A few athletes don’t compete at this meet, but reach the qualification standard at another meet, and still are not afforded the same luxury. Isn’t this a double standard, especially when some of these same athletes are carrying injuries?
However, what president of the AAA, Esther Maynard, and the selectors – whoever they are, as it appears to be a big secret – should do is be more considerate and caring in such situations.
It is not that you are setting a precedent where every year you would bend the rules, but in life there will always be exceptions to the rule.
With the Powerade Barbados Secondary Schools Athletics Championships coming after the CARIFTA Selection Meet and someone who wasn’t in the frame making the standard, then I believe the AAA should move to have an audience with that athlete and seek to find out why they didn’t compete at the mandatory qualifying meet.
After all, one of the AAA’s objectives should be spotting and developing raw talent and an athlete like Haynes, who I don’t know personally, seems to fall into that category. It is noteworthy she also won the shot put in her age group.

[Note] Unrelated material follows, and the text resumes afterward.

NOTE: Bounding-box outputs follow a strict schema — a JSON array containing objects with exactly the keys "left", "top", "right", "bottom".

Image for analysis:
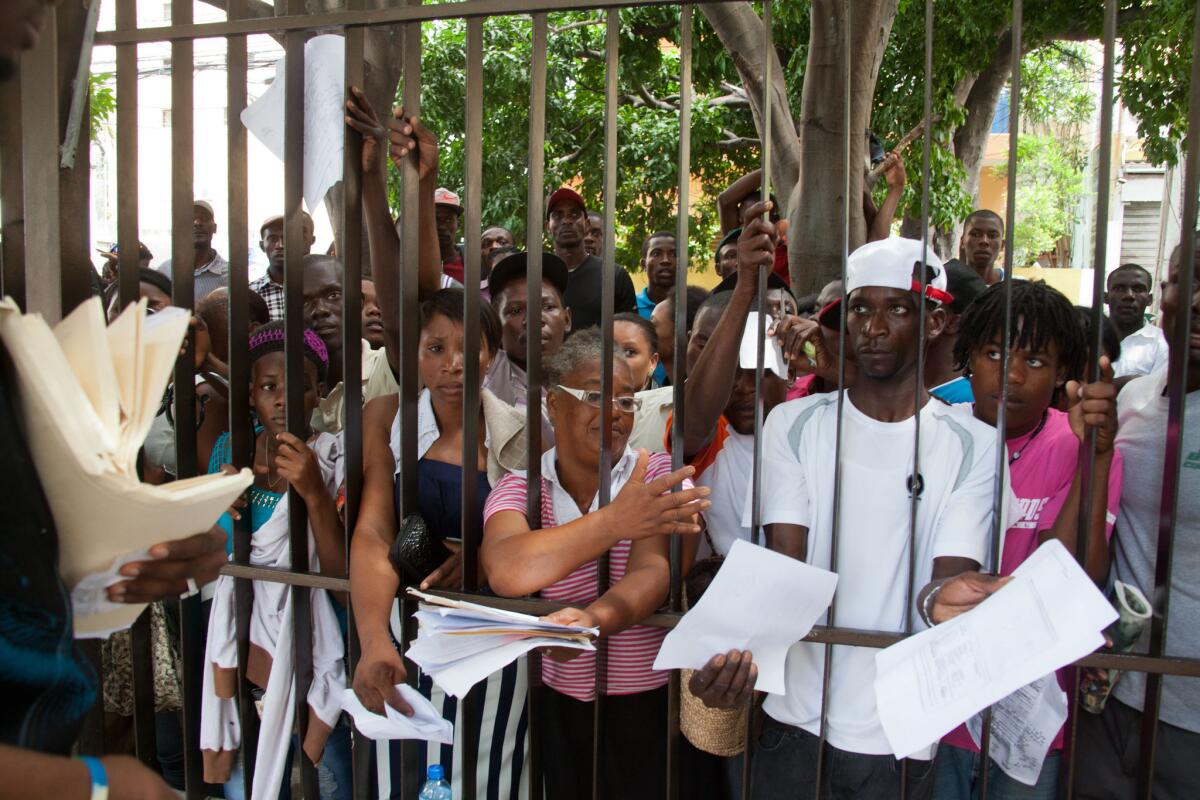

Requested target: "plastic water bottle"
[{"left": 418, "top": 764, "right": 454, "bottom": 800}]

In the same way that the rules are relaxed for those who didn’t reach the qualifying standard, then there should be an element of flexibility for a hitherto unheralded athlete.
There will always be some students who do not take athletics seriously but would go out there and represent their schools with pride and passion for points to boost the final position in the standings.
These students, who may be diamonds in the rough, should be encouraged, not discouraged, and every effort should be made to get them into the national set-up.
Sometimes the fault in competing at the CARIFTA Selection Meet is not of their own making and may be that of their coach, physical education teacher or come from some other form of neglect or simple ignorance of the requirements.
“I have always wanted to go to CARIFTA, and feel very good that I have now qualified,” Haynes said in an interview last Thursday, obviously not aware that she wasn’t in line for selection.
In my experience as a journalist for the past two decades, things like these always seem to happen to athletes from the newer secondary schools, and whether we want to admit it or hide it under the carpet, they occur in most cases at those newer secs less noted for sports or academics.
While if you really don’t meet the qualifying standard, you don’t really have an argument, the AAA must be lauded for the vision shown in investing in some promising athletes who were consistent throughout the season and were just short of the mark in their respective events.
Maybe The Lodge School’s diminutive Under-17 sprinter Tamal Atwell could also have been selected and it was probably a tough call not to take victor ludorum Rivaldo Leacock and a couple others. But is it too late to have a second look at the Shanikah Haynes’ situation? Let’s give her a chance and she may return from Bermuda with a gold medal.